On the flesh of language


Started reading a book the other day, "The Spell of the Sensuous" by David Abram. It's a nonfiction, rather scholarly book, coming under the subject heading of "nature/philosophy." I was looking for a book in relation to human spirit and the natural environment.

In the chapter I'm reading this morning, "The Flesh of Language," I found this passage particularly noteworthy, and wanted to share it.

"We thus learn our native language not mentally but bodily. We appropriate new words and phrases first through their expressive tonality and texture, through the way they feel in the mouth or roll off the tongue, and it is this direct, felt significance--the taste of a word or phrase, the way it influences or modulates the body--that provides the fertile, polyvalent source for all the more refined and rarefied meanings which that term may come to have for us."

I love words and how they work together and how evocative they can be.
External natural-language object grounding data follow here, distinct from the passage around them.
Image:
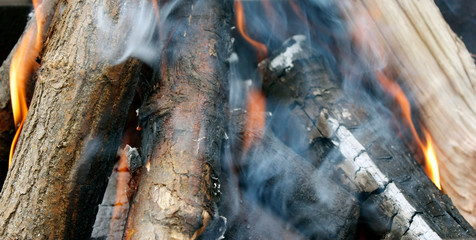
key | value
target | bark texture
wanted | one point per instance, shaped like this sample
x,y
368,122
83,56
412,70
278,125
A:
x,y
72,132
183,127
7,126
436,67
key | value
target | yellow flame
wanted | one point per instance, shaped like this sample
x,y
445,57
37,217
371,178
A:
x,y
22,66
431,161
241,25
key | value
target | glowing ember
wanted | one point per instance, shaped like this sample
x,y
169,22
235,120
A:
x,y
241,24
22,66
431,161
123,178
147,166
375,51
255,118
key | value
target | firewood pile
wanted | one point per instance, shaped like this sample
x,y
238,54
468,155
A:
x,y
191,119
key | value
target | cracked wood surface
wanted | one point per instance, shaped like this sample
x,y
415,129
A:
x,y
397,197
182,123
7,126
70,138
434,64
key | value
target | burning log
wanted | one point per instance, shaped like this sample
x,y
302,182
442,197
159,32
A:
x,y
182,121
7,127
397,198
433,63
70,138
320,161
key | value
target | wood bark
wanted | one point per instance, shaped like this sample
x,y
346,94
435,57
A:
x,y
397,198
72,132
436,67
7,128
182,123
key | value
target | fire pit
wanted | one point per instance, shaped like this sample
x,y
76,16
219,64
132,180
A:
x,y
238,120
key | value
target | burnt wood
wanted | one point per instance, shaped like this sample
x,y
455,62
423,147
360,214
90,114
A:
x,y
182,121
397,198
73,129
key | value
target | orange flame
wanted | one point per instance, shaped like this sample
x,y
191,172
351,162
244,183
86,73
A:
x,y
362,35
22,66
255,118
431,161
241,24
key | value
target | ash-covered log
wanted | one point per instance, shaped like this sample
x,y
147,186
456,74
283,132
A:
x,y
411,39
397,199
182,121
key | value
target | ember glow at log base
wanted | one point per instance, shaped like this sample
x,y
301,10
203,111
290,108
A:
x,y
256,119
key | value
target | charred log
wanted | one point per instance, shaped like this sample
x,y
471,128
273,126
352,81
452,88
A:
x,y
182,123
70,138
397,198
7,127
433,63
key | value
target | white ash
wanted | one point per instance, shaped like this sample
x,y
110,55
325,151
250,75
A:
x,y
369,177
284,61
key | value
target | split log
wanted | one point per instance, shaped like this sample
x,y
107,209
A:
x,y
397,198
436,67
72,132
182,127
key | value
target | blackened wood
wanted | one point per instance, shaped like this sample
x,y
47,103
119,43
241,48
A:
x,y
412,39
183,124
304,197
71,135
7,128
397,197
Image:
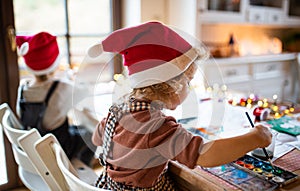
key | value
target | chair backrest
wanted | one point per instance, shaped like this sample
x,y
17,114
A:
x,y
28,172
11,125
26,142
57,159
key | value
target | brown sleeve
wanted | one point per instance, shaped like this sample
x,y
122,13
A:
x,y
174,142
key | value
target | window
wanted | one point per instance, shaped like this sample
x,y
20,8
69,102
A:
x,y
77,24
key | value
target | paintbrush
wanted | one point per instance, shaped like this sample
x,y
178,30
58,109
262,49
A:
x,y
264,150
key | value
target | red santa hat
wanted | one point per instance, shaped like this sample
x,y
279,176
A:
x,y
40,52
153,52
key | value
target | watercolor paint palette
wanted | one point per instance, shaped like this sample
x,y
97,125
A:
x,y
250,173
265,170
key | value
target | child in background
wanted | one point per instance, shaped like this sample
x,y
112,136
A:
x,y
138,139
41,56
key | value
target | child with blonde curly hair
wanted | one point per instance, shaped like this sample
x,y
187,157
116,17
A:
x,y
138,139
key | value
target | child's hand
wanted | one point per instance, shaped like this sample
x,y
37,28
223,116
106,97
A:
x,y
263,135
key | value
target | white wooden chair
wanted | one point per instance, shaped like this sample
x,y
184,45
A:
x,y
27,171
76,178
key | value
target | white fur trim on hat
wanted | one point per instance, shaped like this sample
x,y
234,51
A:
x,y
164,72
52,68
95,51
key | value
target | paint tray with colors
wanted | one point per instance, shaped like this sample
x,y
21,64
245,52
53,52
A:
x,y
241,178
265,170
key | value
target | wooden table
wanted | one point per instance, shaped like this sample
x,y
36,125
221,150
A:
x,y
197,180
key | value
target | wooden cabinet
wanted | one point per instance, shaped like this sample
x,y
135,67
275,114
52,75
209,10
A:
x,y
264,75
277,12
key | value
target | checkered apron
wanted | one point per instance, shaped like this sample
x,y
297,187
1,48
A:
x,y
104,181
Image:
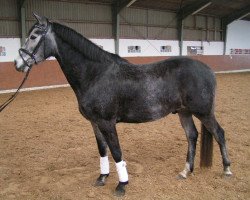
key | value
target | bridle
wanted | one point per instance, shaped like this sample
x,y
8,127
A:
x,y
32,55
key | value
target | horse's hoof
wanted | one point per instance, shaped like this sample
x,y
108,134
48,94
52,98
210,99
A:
x,y
227,175
101,180
180,177
120,189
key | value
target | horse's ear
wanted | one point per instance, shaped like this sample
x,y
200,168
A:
x,y
41,19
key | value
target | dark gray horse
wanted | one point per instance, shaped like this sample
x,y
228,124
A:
x,y
110,90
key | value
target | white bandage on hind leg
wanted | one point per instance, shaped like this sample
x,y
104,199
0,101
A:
x,y
104,165
122,171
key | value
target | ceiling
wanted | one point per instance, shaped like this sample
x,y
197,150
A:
x,y
218,8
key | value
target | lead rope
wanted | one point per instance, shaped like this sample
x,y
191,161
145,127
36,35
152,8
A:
x,y
6,103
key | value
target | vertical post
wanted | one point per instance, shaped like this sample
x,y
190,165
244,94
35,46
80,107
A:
x,y
116,26
180,35
23,25
224,28
117,33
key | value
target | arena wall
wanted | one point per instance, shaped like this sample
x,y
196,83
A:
x,y
49,73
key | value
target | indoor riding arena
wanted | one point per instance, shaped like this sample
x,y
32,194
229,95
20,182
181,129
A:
x,y
48,149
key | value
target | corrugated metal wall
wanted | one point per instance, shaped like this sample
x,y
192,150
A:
x,y
95,21
205,28
9,26
91,20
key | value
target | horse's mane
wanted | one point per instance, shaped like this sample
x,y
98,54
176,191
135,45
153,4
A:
x,y
83,45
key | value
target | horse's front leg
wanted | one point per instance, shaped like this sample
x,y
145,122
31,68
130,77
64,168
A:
x,y
108,130
104,161
192,135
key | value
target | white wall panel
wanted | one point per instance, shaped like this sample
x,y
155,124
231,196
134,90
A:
x,y
238,35
11,46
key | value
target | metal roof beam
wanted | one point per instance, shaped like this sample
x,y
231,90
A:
x,y
125,3
238,14
193,8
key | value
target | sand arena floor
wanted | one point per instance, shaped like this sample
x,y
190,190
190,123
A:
x,y
48,150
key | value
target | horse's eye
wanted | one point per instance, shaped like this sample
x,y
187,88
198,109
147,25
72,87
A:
x,y
32,37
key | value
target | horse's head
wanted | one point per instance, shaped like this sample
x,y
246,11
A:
x,y
35,50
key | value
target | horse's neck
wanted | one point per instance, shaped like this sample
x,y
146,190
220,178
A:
x,y
77,67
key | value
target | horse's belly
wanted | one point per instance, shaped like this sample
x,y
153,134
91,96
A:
x,y
142,114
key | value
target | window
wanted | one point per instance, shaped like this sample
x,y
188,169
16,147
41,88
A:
x,y
195,50
134,49
167,48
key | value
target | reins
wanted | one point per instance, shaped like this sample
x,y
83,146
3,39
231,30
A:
x,y
32,55
6,103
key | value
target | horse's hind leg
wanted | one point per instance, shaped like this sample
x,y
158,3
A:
x,y
104,162
213,127
108,131
192,135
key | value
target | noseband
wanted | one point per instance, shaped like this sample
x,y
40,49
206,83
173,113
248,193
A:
x,y
32,54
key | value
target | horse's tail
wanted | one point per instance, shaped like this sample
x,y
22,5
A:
x,y
206,154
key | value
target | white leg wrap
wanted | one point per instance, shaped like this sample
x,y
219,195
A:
x,y
122,171
104,165
186,170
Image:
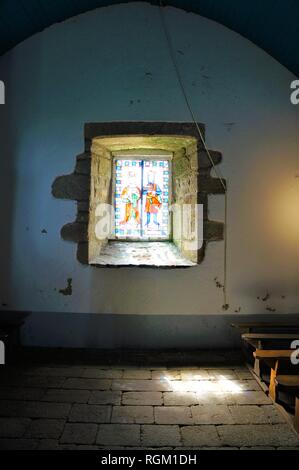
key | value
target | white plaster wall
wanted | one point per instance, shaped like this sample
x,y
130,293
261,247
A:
x,y
95,67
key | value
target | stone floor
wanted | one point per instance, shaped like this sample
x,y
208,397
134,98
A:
x,y
161,254
98,407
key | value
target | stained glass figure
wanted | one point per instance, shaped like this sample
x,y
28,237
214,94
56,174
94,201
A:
x,y
142,199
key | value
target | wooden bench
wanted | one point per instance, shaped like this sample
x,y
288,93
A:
x,y
252,327
257,340
291,384
276,360
10,336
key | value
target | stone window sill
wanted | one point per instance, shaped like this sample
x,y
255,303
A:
x,y
154,254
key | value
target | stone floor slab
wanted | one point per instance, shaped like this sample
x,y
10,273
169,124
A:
x,y
13,427
83,433
132,414
160,435
119,434
90,414
211,414
105,397
173,415
45,428
200,436
142,398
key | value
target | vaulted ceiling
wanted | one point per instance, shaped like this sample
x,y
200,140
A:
x,y
273,25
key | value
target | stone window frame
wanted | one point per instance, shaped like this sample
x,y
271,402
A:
x,y
142,155
76,186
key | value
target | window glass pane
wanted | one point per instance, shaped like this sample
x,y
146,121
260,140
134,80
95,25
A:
x,y
142,199
128,177
155,198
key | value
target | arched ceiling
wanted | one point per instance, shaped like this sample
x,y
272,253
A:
x,y
272,25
The sensations that can erupt from the use of a single word, or a phrase woven together.

Language at its core can be a primal thing. When an infant utters that first cry when he or she emerges into the world, this is not a learned response. It is a response to a bodily event. It comes from within, not without, yet it is a response to exit from that safe, warm environment of a mother's womb, into a larger, unknown environment. For that small individual, the utterance of that first cry represents many things, none of them actually learned. It is instinct at its most basic level. A reaction to altered bodily state and the spark of recognition to that state.
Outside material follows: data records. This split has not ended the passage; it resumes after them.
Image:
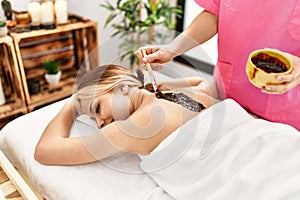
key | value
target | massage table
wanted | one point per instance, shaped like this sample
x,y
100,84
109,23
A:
x,y
222,153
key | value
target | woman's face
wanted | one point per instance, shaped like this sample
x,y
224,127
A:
x,y
107,107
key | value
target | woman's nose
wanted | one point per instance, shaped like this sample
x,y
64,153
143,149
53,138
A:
x,y
100,122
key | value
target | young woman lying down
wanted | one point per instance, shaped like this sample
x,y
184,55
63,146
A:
x,y
129,117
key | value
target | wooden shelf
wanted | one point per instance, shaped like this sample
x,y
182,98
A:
x,y
70,45
22,57
12,184
11,81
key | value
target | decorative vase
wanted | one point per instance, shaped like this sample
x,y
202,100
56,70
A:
x,y
53,79
2,97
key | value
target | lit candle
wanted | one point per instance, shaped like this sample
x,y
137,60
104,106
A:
x,y
34,9
61,11
47,12
2,97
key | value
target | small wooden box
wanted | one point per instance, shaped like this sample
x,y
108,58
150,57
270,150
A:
x,y
12,184
70,44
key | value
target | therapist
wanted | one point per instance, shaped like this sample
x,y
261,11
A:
x,y
242,27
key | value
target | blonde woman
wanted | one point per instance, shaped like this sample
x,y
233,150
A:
x,y
129,117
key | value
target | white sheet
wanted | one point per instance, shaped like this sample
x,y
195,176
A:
x,y
221,154
225,154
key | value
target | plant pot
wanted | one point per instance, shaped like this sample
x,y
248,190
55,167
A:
x,y
53,79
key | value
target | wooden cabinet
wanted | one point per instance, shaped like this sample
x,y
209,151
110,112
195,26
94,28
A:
x,y
21,65
15,103
72,45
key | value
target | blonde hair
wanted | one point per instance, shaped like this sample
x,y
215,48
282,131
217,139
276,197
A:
x,y
104,79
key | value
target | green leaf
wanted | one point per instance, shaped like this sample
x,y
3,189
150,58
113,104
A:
x,y
109,19
108,6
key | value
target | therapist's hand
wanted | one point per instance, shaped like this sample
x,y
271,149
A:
x,y
155,54
290,80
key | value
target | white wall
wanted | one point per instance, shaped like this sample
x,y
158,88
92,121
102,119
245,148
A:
x,y
89,9
109,47
207,52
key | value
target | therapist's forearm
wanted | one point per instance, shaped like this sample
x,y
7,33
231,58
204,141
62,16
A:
x,y
203,27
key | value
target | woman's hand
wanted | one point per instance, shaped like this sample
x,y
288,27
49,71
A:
x,y
290,80
155,54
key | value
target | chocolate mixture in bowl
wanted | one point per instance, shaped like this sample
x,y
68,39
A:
x,y
178,98
268,63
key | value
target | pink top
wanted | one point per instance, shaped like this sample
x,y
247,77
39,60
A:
x,y
245,26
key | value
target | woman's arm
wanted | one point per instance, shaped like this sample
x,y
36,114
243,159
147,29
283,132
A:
x,y
56,148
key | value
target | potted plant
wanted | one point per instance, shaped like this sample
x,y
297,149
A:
x,y
137,21
53,72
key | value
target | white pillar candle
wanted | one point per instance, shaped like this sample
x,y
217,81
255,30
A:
x,y
61,11
47,12
34,9
2,97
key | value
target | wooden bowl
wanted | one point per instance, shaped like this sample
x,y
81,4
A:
x,y
264,65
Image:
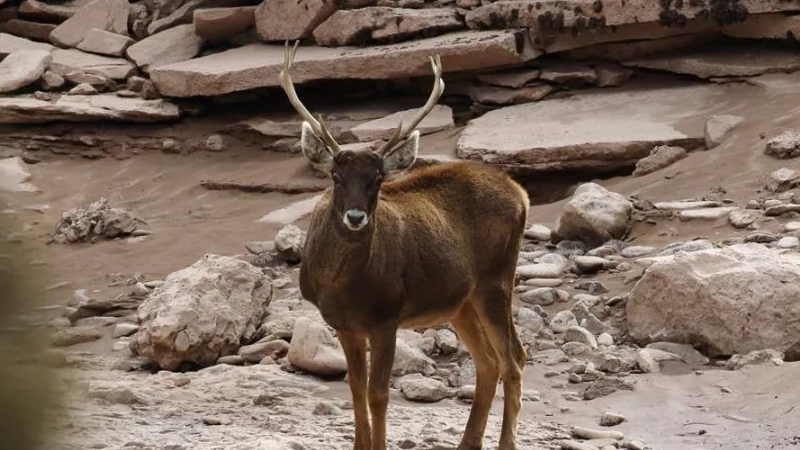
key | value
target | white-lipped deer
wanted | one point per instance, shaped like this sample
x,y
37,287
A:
x,y
437,245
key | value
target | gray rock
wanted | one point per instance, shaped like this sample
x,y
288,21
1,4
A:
x,y
579,334
684,352
377,25
562,321
594,215
538,232
717,127
660,157
202,312
636,251
755,357
746,292
74,335
424,390
170,46
289,243
540,296
21,68
109,15
315,350
785,145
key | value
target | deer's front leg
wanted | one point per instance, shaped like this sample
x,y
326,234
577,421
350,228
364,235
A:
x,y
382,344
355,350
A cry--pain, happiness, despair, joy, anger, surprise, ecstasy. That sound--the word "cry" is so much more--that bit of language is represented differently for each emotion, each sensation, each experience.

"He cried out," informs us little of the experience. "He shouted for joy." "She sobbed," "He groaned," "The drawn out unearthly howl echoed through the moonless black night." "His bitter words scorched her with the fury of his anger."

Words are not simply words. Nor is a phrase or sentence just a bunch of words to trip the story along. Nor should they be a mimic of some other story that one thinks fits the scene. Language has to be real to these characters in this story, in this moment. Time, space, moment, era, world, instinct, sensation. Shy, bold, brash, demure, aggressive, dominant, submissive, sophisticated, extrovert, introvert, slave, master, powerful, sly, coarse, smooth, Caucasian, Hispanic, African-American, Native American, Black, White, Asian, man, woman, child, infant, ghost, shapeshifter, wolf, bird, fish, merman...Quentopian, Orictan... or any combination. How will the cry differ? I want to feel the words in my bones. I want to taste its color. Let me experience the words deep into my soul. I want them to grip to squeeze, my heart and mind.